1) Minimize number of edges.

2) Minimize distance.

In that order, then one thing you can try like this:

1) Draw a line from start to end.

2) Calculate every object that your line collides with.

3) For each of those objects, calculate both points perpendicular to the object that allow you to split the path into two path segments. You can do this for rectangles by splitting the line into two segments, for the segment A seeing which of the four corners it can pass through, for the segment B seeing which of the four corners it can pass through and trying all combinations until you find the two that gives the least displacement. For circles, I forget how to do it, but there's only one solution on either side where the two path segments are flush to the circle, so you can do it using trigonometry or something (I'll try and figure it out :) )

For both new paths, call 4) in a recursive branching fashion.

4) For both line segments you've generated, repeat the calculation until there are no collisions left.

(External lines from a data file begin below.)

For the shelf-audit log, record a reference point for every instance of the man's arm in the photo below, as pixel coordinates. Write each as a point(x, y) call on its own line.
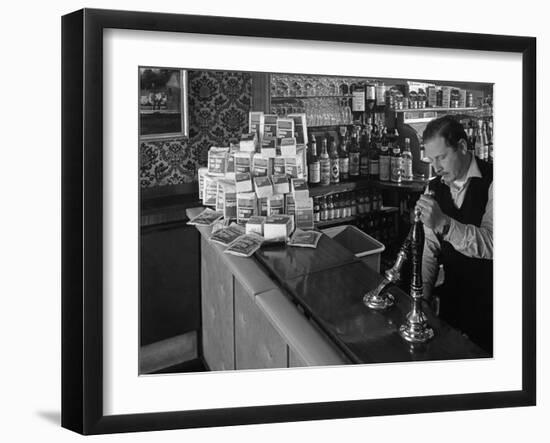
point(471, 240)
point(430, 261)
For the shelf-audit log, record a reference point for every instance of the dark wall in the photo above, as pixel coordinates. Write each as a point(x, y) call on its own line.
point(218, 106)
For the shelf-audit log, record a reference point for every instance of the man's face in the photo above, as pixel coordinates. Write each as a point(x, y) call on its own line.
point(447, 162)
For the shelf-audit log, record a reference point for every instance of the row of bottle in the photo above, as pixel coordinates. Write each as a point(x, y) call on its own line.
point(366, 153)
point(346, 204)
point(480, 139)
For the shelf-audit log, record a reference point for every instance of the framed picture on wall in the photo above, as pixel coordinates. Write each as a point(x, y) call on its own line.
point(102, 390)
point(162, 103)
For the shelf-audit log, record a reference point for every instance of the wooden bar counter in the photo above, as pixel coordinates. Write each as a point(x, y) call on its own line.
point(288, 307)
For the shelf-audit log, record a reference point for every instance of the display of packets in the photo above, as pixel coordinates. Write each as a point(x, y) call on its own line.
point(269, 147)
point(217, 161)
point(304, 213)
point(270, 126)
point(246, 206)
point(280, 184)
point(243, 162)
point(300, 128)
point(201, 174)
point(243, 182)
point(279, 166)
point(288, 147)
point(210, 193)
point(263, 187)
point(255, 225)
point(285, 128)
point(248, 142)
point(228, 234)
point(262, 206)
point(276, 204)
point(299, 189)
point(226, 200)
point(260, 166)
point(245, 245)
point(292, 167)
point(205, 218)
point(304, 239)
point(290, 207)
point(278, 227)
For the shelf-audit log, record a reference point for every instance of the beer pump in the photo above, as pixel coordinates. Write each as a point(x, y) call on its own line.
point(416, 328)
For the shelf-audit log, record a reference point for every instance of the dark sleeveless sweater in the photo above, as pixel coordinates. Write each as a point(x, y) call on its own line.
point(467, 293)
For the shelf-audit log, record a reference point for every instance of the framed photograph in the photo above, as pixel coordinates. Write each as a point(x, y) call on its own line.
point(156, 107)
point(162, 102)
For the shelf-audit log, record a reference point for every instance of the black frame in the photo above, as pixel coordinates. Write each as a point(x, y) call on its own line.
point(82, 231)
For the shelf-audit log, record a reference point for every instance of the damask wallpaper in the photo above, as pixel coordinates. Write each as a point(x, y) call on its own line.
point(218, 106)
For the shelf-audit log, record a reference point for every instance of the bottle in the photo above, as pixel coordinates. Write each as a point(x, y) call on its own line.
point(314, 166)
point(316, 210)
point(384, 157)
point(330, 208)
point(324, 165)
point(374, 156)
point(364, 153)
point(343, 161)
point(354, 156)
point(478, 146)
point(353, 205)
point(337, 206)
point(334, 164)
point(407, 161)
point(395, 161)
point(323, 209)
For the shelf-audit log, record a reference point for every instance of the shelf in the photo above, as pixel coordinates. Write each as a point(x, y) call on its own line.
point(414, 186)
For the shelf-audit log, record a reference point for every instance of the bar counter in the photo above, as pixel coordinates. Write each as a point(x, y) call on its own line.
point(311, 299)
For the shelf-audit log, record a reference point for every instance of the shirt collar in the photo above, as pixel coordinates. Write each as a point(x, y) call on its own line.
point(473, 171)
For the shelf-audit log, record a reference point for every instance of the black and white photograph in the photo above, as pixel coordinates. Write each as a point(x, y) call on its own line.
point(395, 175)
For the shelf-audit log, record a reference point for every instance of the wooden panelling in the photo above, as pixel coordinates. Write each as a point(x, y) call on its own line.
point(257, 342)
point(217, 310)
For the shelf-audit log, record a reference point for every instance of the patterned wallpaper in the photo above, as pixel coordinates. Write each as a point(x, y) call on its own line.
point(218, 105)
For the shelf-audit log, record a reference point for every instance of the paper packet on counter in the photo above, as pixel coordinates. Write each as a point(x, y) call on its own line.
point(304, 239)
point(206, 218)
point(245, 245)
point(227, 235)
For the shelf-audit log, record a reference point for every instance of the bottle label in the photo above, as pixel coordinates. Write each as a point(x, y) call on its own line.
point(334, 170)
point(374, 168)
point(384, 168)
point(344, 166)
point(325, 171)
point(354, 160)
point(364, 166)
point(314, 173)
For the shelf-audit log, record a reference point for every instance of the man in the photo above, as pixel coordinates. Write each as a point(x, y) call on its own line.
point(458, 225)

Similar to A*, you should calculate for paths that seem the best, first (have the fewest collisions left, or just do shallowest first if that's too hard).

5) Pick the best path via whatever metric you please. In an A* fashion you should keep your list sorted so the path that's the best via your metric is on top, and so you can just pick the first path to finish.

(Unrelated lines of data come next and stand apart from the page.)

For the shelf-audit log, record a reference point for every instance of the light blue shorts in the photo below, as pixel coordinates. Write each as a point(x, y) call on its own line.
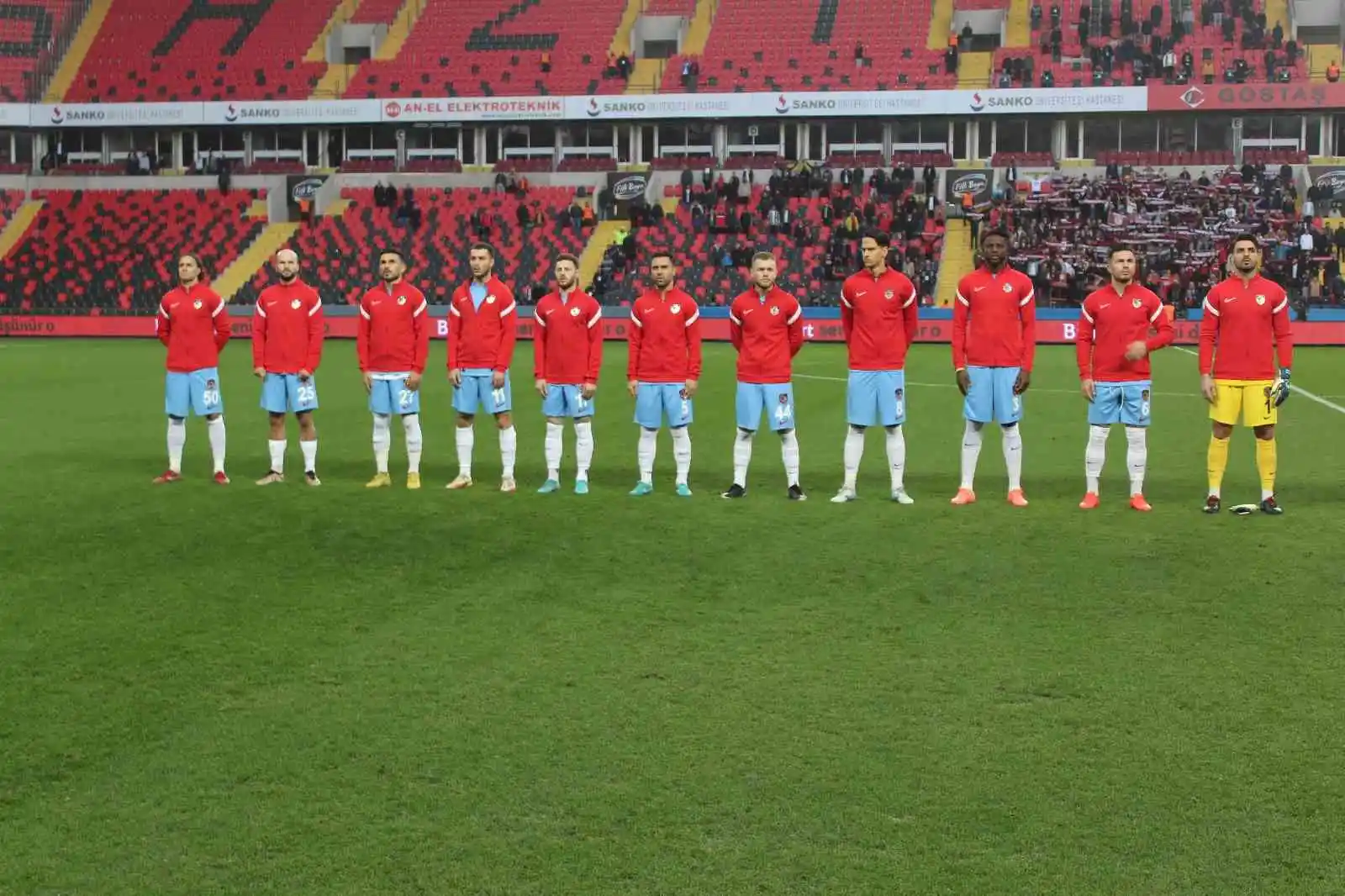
point(287, 392)
point(567, 401)
point(479, 392)
point(775, 398)
point(656, 400)
point(876, 397)
point(393, 397)
point(992, 397)
point(195, 392)
point(1123, 403)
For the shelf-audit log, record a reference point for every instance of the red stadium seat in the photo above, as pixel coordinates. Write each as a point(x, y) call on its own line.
point(183, 50)
point(767, 45)
point(490, 47)
point(77, 256)
point(27, 34)
point(340, 253)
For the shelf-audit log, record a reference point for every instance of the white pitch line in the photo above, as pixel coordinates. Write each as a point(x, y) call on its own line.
point(1295, 389)
point(1033, 389)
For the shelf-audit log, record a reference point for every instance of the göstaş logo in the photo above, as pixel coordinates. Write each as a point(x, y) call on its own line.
point(1332, 182)
point(974, 185)
point(307, 188)
point(629, 188)
point(1195, 98)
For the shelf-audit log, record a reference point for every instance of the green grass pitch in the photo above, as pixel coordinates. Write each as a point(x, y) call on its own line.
point(335, 692)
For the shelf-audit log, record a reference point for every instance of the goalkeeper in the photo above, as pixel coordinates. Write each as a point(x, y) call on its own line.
point(1243, 329)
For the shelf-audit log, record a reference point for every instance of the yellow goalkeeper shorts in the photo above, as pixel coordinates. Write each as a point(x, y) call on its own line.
point(1250, 397)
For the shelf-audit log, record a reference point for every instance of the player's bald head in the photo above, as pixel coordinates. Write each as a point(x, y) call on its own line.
point(287, 266)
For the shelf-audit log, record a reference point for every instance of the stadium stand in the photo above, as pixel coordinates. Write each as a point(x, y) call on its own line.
point(1180, 228)
point(762, 45)
point(814, 232)
point(179, 50)
point(338, 253)
point(490, 47)
point(1105, 44)
point(77, 255)
point(201, 50)
point(29, 35)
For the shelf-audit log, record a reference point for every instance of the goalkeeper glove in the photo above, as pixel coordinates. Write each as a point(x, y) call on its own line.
point(1279, 392)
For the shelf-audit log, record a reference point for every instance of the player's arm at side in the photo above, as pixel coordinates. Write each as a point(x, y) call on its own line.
point(362, 336)
point(595, 324)
point(1210, 329)
point(961, 313)
point(316, 333)
point(795, 329)
point(736, 326)
point(1163, 324)
point(163, 323)
point(540, 335)
point(634, 340)
point(1284, 333)
point(1084, 335)
point(509, 333)
point(1028, 320)
point(911, 309)
point(224, 329)
point(420, 334)
point(693, 340)
point(847, 311)
point(260, 333)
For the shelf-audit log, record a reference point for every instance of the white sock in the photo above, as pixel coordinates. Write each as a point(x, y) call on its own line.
point(553, 448)
point(1137, 458)
point(382, 441)
point(215, 432)
point(1095, 455)
point(645, 454)
point(853, 455)
point(583, 448)
point(790, 452)
point(177, 441)
point(741, 456)
point(410, 424)
point(898, 456)
point(464, 436)
point(970, 454)
point(509, 451)
point(683, 454)
point(1013, 455)
point(277, 455)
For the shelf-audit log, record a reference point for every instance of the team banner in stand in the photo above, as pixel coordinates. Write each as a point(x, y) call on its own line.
point(614, 327)
point(592, 108)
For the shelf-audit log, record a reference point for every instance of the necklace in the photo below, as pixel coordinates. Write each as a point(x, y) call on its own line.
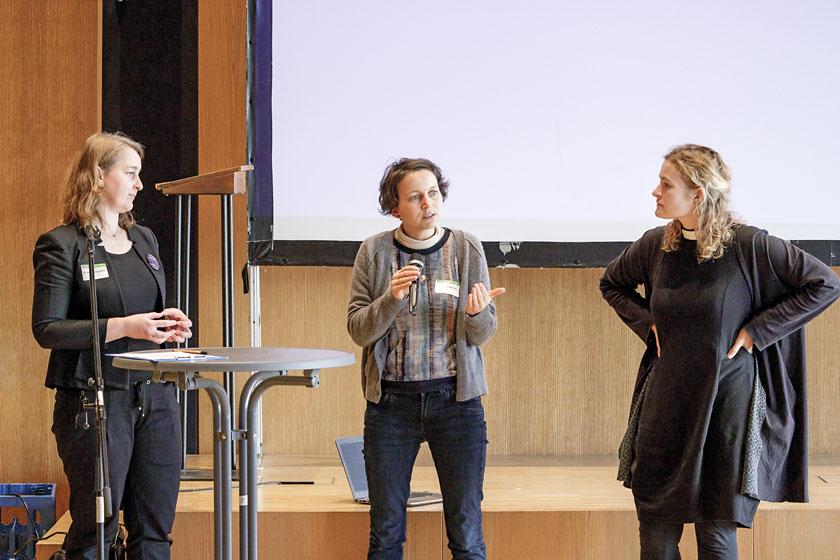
point(110, 232)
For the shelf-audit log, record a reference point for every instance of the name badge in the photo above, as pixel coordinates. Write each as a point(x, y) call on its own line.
point(99, 271)
point(449, 287)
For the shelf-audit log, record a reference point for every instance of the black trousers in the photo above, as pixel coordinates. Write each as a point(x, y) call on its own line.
point(144, 453)
point(716, 540)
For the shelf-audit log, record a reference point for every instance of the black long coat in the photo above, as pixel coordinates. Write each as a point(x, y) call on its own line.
point(789, 288)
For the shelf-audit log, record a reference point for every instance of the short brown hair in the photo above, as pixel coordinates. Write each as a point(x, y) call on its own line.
point(82, 193)
point(396, 172)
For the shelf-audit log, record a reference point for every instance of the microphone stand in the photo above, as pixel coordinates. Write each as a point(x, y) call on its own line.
point(104, 509)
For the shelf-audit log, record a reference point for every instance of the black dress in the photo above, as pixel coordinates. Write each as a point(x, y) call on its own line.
point(689, 449)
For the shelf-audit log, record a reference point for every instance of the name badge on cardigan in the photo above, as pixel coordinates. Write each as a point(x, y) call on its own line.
point(153, 262)
point(99, 271)
point(449, 287)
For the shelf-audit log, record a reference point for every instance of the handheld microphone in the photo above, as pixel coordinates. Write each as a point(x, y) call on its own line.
point(412, 290)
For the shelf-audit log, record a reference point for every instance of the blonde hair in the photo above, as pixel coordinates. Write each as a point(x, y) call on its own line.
point(82, 192)
point(703, 168)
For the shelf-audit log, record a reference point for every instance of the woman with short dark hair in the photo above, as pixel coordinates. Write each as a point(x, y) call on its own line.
point(422, 368)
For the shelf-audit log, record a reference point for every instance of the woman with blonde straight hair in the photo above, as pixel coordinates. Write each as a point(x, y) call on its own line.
point(717, 420)
point(143, 426)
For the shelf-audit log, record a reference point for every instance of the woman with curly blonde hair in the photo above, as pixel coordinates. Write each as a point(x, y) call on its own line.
point(143, 428)
point(717, 420)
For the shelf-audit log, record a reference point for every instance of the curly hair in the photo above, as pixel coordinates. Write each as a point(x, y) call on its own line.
point(396, 172)
point(82, 193)
point(703, 168)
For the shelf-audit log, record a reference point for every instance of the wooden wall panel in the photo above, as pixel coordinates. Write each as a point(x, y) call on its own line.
point(807, 534)
point(823, 359)
point(561, 367)
point(50, 95)
point(221, 145)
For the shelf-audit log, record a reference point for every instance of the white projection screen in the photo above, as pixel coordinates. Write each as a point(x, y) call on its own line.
point(549, 118)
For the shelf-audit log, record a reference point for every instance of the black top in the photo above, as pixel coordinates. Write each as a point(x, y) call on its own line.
point(692, 428)
point(130, 270)
point(61, 304)
point(788, 288)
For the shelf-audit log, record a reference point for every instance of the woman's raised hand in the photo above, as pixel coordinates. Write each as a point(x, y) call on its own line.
point(402, 279)
point(479, 298)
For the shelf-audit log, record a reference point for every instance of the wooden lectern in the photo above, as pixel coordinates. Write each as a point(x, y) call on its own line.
point(224, 183)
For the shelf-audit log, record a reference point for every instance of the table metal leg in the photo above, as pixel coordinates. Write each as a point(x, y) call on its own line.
point(222, 486)
point(247, 437)
point(260, 386)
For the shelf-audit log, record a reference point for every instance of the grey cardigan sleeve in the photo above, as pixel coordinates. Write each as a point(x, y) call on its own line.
point(480, 327)
point(621, 279)
point(812, 286)
point(369, 316)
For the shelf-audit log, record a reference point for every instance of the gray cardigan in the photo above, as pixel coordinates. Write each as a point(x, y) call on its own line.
point(372, 310)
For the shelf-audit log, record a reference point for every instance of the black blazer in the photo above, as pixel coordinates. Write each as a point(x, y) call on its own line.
point(61, 305)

I can't prove in my head that this will always work, but I've seen something similar to it before.

EDIT

To calculate the closest path of two line segments in one direction around a circle, do for each line segment

-Side A: Goes from start of line (or end of line) xs,ys to circle's center xc,yc, length = a

-Side B: goes from center xc,yc to somewhere on the circumference, so length = r

-Side C: goes from side B's endpoint to xs,ys (hypotenuse)

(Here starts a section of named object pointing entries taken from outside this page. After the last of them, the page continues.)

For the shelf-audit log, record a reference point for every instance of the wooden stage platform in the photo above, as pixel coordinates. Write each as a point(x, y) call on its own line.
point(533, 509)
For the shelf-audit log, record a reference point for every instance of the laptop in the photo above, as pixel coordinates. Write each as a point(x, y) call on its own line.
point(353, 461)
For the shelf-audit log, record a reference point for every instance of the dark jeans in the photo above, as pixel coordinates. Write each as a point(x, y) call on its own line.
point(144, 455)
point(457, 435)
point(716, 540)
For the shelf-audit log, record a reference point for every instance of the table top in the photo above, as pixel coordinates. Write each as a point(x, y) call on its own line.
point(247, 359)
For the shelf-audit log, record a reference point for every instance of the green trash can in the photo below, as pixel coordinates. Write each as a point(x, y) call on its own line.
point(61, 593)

The angle formed by A and B is a right angle, and we know A and B's length, so we can calculate C's length as sqrt(A^2+B^2)

Finally, we know C's length = A's length/sin(angle(B to C)) = B's length/sin(angle(A to C)), meaning we can do trigonometry to find out the angle A to C and the angle B to C.

This lets us fully construct one side of the path segment. Repeat for the other side, and we have the path split in two that is flush on both segments against the circle -> minimizes distance added.